Por ello es por lo que surge la necesidad de vestir ideológicamente a este proceso bajo la conceptualización de una democracia. Se aprovechó el necesario impulso de la sociedad exigiendo un alto al dominio, y se canalizó esta energía a una forma estrictamente electoral. Se construyó un andamiaje ideológico y jurídico que supuestamente superaba aquella pesadilla dictatorial. Pero la verdad es que no fue así. De lo que se trató fue de permitirle a las oligarquías locales el control del proceso político, pero sobre todo económico, para permitir la consonancia de las acciones del Estado local con el del Estado trasnacional. Esto es el neoliberalismo.
Actualmente transitamos por la segunda oleada de gobiernos progresistas, la primera tuvo lugar en la primera década del siglo XXI, esto significa que, en mayor o menor medida, cada uno de los países tiene intentos por dejar de ser repúblicas económicas neocoloniales y para ello es necesario romper con la gerencia del proceso económico en manos de la oligarquía. Por lo que el proceso de democratización siempre implica, por concepto, la lucha contra la oligarquía nacional e internacional.

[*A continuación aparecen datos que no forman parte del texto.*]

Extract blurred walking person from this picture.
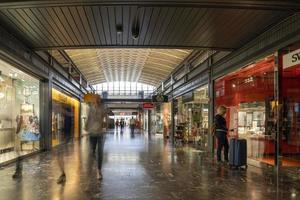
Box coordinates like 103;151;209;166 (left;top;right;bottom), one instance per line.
129;117;135;135
56;107;73;184
85;94;107;180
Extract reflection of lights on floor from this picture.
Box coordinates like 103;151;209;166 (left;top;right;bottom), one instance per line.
107;154;140;163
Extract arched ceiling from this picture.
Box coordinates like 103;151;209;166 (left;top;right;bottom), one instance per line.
61;48;191;86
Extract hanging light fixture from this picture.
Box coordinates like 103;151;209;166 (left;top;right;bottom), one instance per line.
0;71;4;83
131;7;140;40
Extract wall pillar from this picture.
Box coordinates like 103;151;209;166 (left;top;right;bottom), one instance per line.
40;72;52;150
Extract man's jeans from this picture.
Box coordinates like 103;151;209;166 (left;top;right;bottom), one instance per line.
216;131;229;161
90;134;104;171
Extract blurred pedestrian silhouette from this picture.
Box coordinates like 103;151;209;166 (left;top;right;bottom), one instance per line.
85;95;107;180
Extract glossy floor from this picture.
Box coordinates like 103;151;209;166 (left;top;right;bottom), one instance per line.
0;130;300;200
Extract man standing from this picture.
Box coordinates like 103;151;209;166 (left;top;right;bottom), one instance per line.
129;117;135;135
85;94;107;180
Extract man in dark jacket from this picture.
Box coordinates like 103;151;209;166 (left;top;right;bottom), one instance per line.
215;106;229;162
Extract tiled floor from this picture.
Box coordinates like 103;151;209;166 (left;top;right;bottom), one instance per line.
0;130;300;200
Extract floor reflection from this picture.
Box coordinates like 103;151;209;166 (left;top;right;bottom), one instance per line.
0;129;300;200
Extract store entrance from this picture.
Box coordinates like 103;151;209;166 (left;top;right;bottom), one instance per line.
280;45;300;167
52;101;74;146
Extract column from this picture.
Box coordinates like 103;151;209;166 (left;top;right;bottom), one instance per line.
40;73;52;150
207;57;215;153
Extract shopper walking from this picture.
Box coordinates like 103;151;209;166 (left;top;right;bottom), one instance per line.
215;106;229;162
115;119;120;130
85;95;107;180
120;118;125;132
129;117;135;135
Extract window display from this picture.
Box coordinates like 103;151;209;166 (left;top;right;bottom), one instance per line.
52;89;80;146
0;60;41;163
215;56;276;164
175;86;208;149
280;44;300;167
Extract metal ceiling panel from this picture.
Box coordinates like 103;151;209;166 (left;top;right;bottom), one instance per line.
0;2;293;50
65;48;191;86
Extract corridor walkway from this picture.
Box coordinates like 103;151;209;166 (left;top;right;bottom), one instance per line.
0;130;300;200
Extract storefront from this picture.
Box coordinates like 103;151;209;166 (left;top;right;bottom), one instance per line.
52;89;80;146
0;60;41;164
175;86;208;149
215;55;277;165
151;102;171;138
279;43;300;167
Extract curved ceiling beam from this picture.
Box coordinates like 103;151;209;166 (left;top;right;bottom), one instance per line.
0;0;300;10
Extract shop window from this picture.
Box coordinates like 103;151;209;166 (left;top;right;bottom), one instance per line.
52;89;80;146
215;56;276;165
175;86;208;150
280;44;300;167
0;60;41;163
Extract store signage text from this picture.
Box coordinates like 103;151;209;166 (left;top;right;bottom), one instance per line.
143;103;154;109
283;49;300;69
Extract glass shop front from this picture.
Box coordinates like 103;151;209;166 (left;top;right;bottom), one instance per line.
0;60;41;164
175;85;208;149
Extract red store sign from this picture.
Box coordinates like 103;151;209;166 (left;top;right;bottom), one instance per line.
143;103;154;109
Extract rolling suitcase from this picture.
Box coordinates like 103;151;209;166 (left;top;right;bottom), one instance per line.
229;138;236;166
229;139;247;168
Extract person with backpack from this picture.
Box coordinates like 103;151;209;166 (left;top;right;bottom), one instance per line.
213;106;232;163
85;95;108;180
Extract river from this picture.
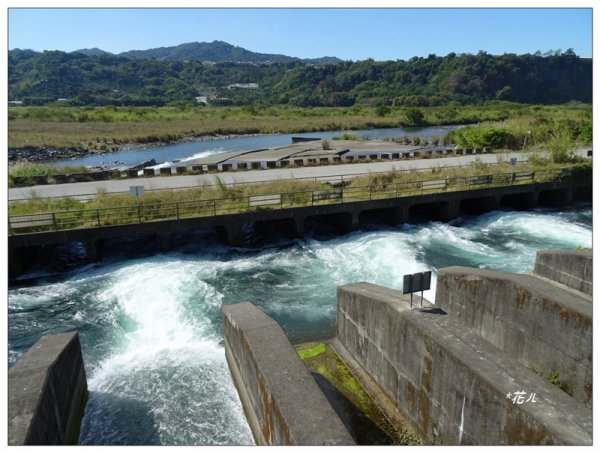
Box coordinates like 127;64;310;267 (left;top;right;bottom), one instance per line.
8;203;592;445
45;126;460;169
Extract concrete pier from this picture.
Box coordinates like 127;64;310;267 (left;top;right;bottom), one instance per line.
337;283;592;445
8;176;591;277
221;302;354;446
8;332;87;445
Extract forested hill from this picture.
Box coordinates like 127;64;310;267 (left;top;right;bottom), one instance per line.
119;41;341;64
8;49;592;106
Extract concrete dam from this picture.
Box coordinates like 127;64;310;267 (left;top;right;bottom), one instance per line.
8;169;592;278
222;250;592;445
8;250;593;445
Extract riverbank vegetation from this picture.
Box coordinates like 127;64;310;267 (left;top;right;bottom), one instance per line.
8;162;90;187
8;101;592;152
8;156;592;223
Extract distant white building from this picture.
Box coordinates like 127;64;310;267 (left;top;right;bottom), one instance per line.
227;83;258;90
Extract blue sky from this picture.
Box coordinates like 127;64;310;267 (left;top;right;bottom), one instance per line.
8;2;592;60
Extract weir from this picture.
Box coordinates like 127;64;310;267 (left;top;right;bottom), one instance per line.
8;179;591;278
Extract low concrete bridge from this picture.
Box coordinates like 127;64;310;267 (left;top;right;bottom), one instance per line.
8;176;592;277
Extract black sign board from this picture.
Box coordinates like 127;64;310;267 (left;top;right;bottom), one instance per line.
402;271;431;308
402;271;431;294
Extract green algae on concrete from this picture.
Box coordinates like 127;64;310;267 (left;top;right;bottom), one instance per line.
296;342;422;445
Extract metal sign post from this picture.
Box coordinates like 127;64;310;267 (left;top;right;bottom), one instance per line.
402;271;431;310
129;186;144;223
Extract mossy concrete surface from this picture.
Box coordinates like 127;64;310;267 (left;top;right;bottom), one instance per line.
295;342;423;445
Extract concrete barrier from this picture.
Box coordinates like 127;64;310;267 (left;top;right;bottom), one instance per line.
435;267;593;407
337;282;592;445
533;250;593;296
8;332;87;445
221;302;354;446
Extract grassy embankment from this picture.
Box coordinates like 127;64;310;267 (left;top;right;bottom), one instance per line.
9;156;591;228
8;102;591;151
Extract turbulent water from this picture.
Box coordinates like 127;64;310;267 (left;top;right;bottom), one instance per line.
8;204;592;445
45;126;460;168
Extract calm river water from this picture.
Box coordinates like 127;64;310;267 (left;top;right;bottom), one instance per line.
47;126;459;168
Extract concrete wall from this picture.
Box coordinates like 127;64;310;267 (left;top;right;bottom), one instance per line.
435;267;593;407
534;250;593;295
337;283;592;445
8;332;87;445
221;302;354;446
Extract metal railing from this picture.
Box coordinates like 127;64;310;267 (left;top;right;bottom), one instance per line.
8;159;527;203
8;169;570;235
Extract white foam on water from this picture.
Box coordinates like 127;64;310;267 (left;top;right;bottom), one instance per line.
180;147;226;162
9;206;592;445
83;257;252;445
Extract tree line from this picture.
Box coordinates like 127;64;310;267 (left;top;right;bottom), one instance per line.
8;49;592;107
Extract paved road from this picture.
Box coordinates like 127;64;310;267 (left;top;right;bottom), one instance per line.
8;150;586;201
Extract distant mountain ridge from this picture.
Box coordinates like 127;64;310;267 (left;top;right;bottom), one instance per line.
75;41;342;64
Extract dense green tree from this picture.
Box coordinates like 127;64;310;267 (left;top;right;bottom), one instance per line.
8;48;592;107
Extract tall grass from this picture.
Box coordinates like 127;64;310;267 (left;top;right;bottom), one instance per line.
8;102;591;150
8;162;90;187
8;159;591;223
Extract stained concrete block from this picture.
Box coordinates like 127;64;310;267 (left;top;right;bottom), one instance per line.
435;267;593;407
8;332;87;445
221;302;354;446
337;283;592;445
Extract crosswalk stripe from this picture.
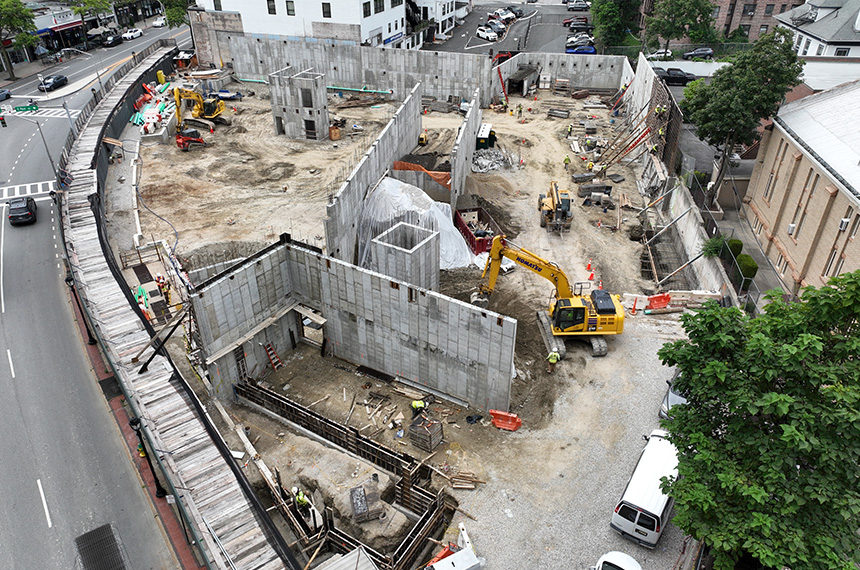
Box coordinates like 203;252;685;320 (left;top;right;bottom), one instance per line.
0;180;54;200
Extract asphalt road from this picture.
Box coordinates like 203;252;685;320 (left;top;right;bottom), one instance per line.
0;24;187;569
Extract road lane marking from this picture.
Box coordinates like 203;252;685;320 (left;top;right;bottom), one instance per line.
36;479;54;528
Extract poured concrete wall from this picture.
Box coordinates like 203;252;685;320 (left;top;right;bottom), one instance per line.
191;237;517;411
451;89;484;211
370;222;439;291
325;84;421;262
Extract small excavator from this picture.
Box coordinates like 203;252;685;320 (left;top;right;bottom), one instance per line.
173;87;232;132
538;181;573;233
471;235;624;358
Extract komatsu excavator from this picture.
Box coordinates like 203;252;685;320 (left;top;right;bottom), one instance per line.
472;236;624;358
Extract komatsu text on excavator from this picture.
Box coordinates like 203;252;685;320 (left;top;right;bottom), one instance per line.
472;236;624;358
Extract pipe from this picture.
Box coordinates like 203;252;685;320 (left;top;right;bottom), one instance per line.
326;85;394;95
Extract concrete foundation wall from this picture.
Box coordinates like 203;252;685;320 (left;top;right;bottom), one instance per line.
325;84;421;263
370;222;439;291
191;235;517;411
450;89;484;210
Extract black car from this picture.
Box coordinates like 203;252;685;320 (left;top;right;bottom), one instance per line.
104;34;122;47
684;48;714;59
39;75;69;92
9;198;36;226
570;22;594;32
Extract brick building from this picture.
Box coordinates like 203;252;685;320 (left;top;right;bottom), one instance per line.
745;80;860;292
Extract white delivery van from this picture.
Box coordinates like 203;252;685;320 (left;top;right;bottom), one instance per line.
609;429;678;548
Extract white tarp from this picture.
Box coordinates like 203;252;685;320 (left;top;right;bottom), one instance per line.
358;177;472;269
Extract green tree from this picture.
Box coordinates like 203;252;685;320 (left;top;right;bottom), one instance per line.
591;0;641;46
681;28;803;204
70;0;113;50
658;271;860;570
645;0;714;53
0;0;36;80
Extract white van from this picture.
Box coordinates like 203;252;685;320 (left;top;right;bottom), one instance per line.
609;429;678;548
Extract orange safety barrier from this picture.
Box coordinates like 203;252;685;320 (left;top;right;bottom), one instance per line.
392;160;451;190
490;410;523;431
645;293;672;309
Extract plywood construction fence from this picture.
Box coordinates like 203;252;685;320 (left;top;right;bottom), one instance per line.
191;234;517;410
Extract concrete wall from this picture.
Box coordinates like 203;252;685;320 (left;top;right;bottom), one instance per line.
325;84;421;262
370;222;439;291
450;89;484;210
191;236;517;411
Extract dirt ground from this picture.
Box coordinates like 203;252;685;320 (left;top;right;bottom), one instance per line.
134;82;682;570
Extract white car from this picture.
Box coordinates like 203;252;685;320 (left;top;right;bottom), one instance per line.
475;26;499;42
591;552;642;570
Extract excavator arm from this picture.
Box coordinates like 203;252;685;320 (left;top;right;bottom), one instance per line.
480;236;573;298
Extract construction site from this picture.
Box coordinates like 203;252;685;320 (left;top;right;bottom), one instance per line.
60;30;744;570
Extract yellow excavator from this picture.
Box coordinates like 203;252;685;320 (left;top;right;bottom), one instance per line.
538;181;573;233
173;87;231;132
472;236;624;358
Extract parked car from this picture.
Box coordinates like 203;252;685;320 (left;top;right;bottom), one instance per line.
645;49;675;60
104;34;122;47
684;48;714;59
591;552;642;570
39;75;69;92
569;22;594;32
562;16;588;26
475;26;499;42
662;67;696;85
487;20;507;37
564;46;597;55
657;372;687;420
8;197;36;226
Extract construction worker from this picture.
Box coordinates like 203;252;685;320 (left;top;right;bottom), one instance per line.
546;347;561;374
292;487;311;517
412;400;427;420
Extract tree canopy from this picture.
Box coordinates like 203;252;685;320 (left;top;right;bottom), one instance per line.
658;271;860;570
591;0;641;46
681;28;803;203
0;0;36;80
645;0;714;49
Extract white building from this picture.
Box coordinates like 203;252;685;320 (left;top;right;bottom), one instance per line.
198;0;408;47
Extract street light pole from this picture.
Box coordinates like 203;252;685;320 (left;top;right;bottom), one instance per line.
128;412;167;499
64;271;97;344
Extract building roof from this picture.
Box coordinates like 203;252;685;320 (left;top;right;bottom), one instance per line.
774;0;860;43
774;80;860;198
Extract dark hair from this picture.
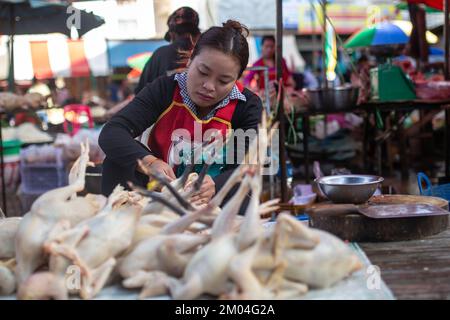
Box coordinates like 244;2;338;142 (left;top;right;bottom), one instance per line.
261;36;275;44
190;20;249;77
164;7;200;42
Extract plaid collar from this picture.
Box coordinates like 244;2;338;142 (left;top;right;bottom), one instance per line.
175;71;247;120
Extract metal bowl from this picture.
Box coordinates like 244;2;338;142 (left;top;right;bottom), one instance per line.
303;86;359;111
314;174;384;204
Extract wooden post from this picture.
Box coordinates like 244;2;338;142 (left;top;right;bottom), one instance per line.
443;0;450;80
5;4;16;92
276;0;288;203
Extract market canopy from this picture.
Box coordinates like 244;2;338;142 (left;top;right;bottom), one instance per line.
407;0;444;11
344;20;439;48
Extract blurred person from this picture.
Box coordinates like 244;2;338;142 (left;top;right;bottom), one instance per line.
244;35;295;90
134;7;200;94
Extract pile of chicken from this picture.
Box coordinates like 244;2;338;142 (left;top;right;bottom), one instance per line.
0;117;361;299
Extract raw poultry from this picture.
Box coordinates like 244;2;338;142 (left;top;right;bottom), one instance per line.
15;144;106;284
0;113;361;299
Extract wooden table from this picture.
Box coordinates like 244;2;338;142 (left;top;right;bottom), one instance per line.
359;228;450;299
295;99;450;183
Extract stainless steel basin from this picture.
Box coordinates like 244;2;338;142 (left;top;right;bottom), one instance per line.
314;174;384;204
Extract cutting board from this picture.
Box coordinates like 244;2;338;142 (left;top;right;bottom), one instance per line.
308;196;449;242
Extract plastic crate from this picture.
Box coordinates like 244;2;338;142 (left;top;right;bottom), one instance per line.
20;148;68;194
417;172;450;201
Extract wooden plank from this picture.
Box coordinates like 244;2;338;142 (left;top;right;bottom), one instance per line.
359;229;450;299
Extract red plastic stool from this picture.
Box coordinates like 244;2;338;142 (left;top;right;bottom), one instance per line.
64;104;94;136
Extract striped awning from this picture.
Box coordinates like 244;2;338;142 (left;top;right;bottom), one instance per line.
0;35;109;80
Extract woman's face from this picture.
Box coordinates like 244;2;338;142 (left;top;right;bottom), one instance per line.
187;48;241;108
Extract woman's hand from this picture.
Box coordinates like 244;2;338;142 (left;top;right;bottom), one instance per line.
191;175;216;205
142;156;177;182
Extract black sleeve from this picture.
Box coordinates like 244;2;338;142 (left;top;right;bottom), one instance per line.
99;77;175;168
134;58;152;94
213;90;262;190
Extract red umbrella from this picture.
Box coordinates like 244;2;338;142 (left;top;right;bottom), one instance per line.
408;0;444;11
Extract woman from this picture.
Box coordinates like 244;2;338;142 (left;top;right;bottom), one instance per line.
99;20;262;209
244;36;294;90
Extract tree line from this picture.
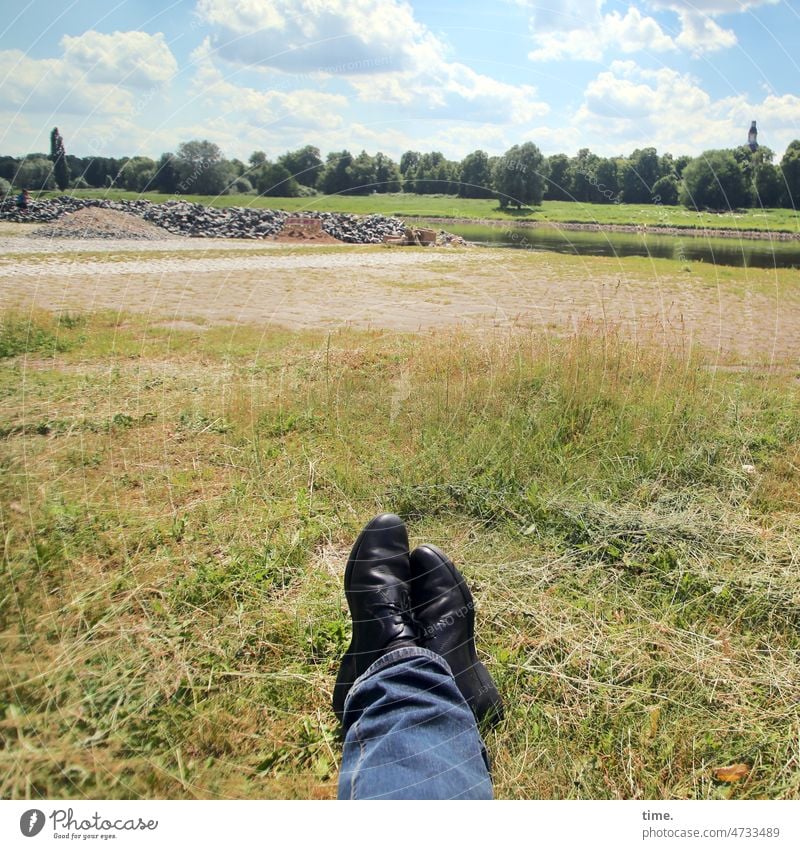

Este modelo de saqueo ha sido, desde luego, exitoso, logró convencer a la población de que la pauperización y la miseria son momentos normales en toda economía moderna. Por supuesto que este engaño fue creado por el circulo vicioso de un proceso productivo inhumano y extenuante, alimentación de muy baja calidad y un sistema de comunicación intervenido por los intereses de la oligarquía.
El proceso de liberación será, por tanto, diferenciado de acuerdo con los problemas particulares de cada país. La oligarquía logró constituir el control de medios de comunicación y la construcción de una estructura jurídica que asegura que lo legal tienda a beneficiar a las élites y no a las poblaciones. Por ello es por lo que frente a la mínima reforma a estas estructuras las oligarquías usan sus medios de comunicación para vociferar y activar la propaganda de que los “líderes populistas” atentan contra la democracia y se convierten en rabiosos dictadores. Para sostener esta narrativa inventan acusaciones de corrupción o enriquecimiento ilícito (casualmente la actividad normal de las élites).
Por tanto, lo que ocurre en estos momentos en Argentina con la sentencia a cárcel de Cristina Kirschner, para abrirle paso electoral a la derecha y el golpe parlamentario a Pedro Castillo son dos episodios de una misma serie: las oligarquías intentando recuperar el poder político a toda costa. Perú, especialmente, tiene una estructura parlamentaria que le dota de alta inestabilidad al país sudamericano, para muestra de ello recordemos que en un lapso de 6 años han tenido 7 presidentes. Es un país que no ha podido superar la cultura política del fujimorismo, que es la forma particular de expresión oligárquica de la historia del Perú (así como el salinismo para México).
En suma, ya no se trata de golpes abiertamente violentos, sino que se disfrazan con lenguaje constitucional, acompañados de propaganda tergiversadora (incluyendo llamarle dictador a Pedro Castillo) el llamado golpe blando, es un acto antidemocrático por excelencia, en el que las oligarquías imponen su visión por encima del pueblo, es decir, exigen su patente de corso de imponer sus intereses, esos son los verdaderos dictadores.